Richard Harland completed undergraduate studies at Cambridge University, graduating with a BA and majoring in English. After graduation, he planned an ambitious doctoral thesis, focusing on a global theory of the language of poetry and approached numerous universities around the globe seeking funding for his research. Support was unforthcoming until an offer from the University of Newcastle in New South Wales, consequently he migrated to Australia in 1970 to take advantage of this opportunity. He originally only intended to remain in the country until his PhD was completed, but after some months decided to settle permanently.

Work on his thesis was slow, and he eventually reduced its scope to an MA, before moving away from his studies for several years, while he worked as a singer, songwriter and poet in and around Sydney. He published poetry and short stories during this period in a number of literary magazines. He returned to academic life in the 1980s through a tutoring position at the University of New South Wales and continued work on his doctoral thesis, which was published as Superstructuralism: The Philosophy of Structuralism and Post-Structuralism in 1987. The volume sold well, was well received, and secured him a lecturing position in English at the University of Wollongong, where he remained for ten years. During his academic career he published full length works and a number of articles on literary theory.

He scored an early success in childhood with a short story which won a prominent United Kingdom competition, and also wrote and distributed stories while at school, exchanging ongoing installments for sweets and other tokens when other pupils were reluctant to part with legal tender.

He is best known for several series of novels, but commenced his novel writing career relatively late in life. He had been eager to write full length tales from late childhood but suffered from writer's block, which prevented him making significant headway with novel projects (and also many short stories) for much of the next 25 years. He was able to produce academic books during this period, however, and he attributes the writer's block partly to his belief that he had to write serious literary novels rather than what he found most enjoyable to work on. It was not until writing the comic horror novel The Vicar of Morbing Vyle (1993) that he managed to conquer this obstacle. owever he had published short stories prior to this, some of which were collected in Testimony (1981), which also included his poetry.

He was still lecturing at the University of Wollongong when he wrote The Dark Edge, the first novel of his "Eddon and Vail" science fiction thriller series. His senior lecturing role was a secure tenured position, much sought after by professional scholars, however, with a sequel to The Dark Edge having been commissioned by his publisher, Pan Macmillan Australia, set to appear the following year, he felt unable to juggle the demands of full time academic life with fiction writing. Despite an uncertain future in a small Australian publication market, where relatively low volume sales are considered a bestseller and there are few full time writers, he resigned his position in 1997 to concentrate on his fiction. He has been a full time writer ever since. He remains an Honorary Senior Fellow in English at the University of Wollongong. He has also taught summer courses at the university, most recently on children's and young adult fantasy literature.

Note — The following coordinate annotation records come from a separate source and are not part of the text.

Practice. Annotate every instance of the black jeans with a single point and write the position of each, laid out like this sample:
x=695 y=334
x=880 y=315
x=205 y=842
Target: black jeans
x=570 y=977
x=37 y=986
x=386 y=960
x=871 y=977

Many of Harland's novels contain maps. He has confessed to a fascination with maps, sometimes spending hours studying them. He has also admitted to often viewing his fictional worlds as though seen from an elevated distance, something he feels is a common feature among fantasy writers.

Following the 1999 publication of Hidden from View, the final volume in his Eddon and Vail series, all of his novels have been written either for young adults or children, with the exception of The Black Crusade (2004). Some of his novels have also been published as audio books.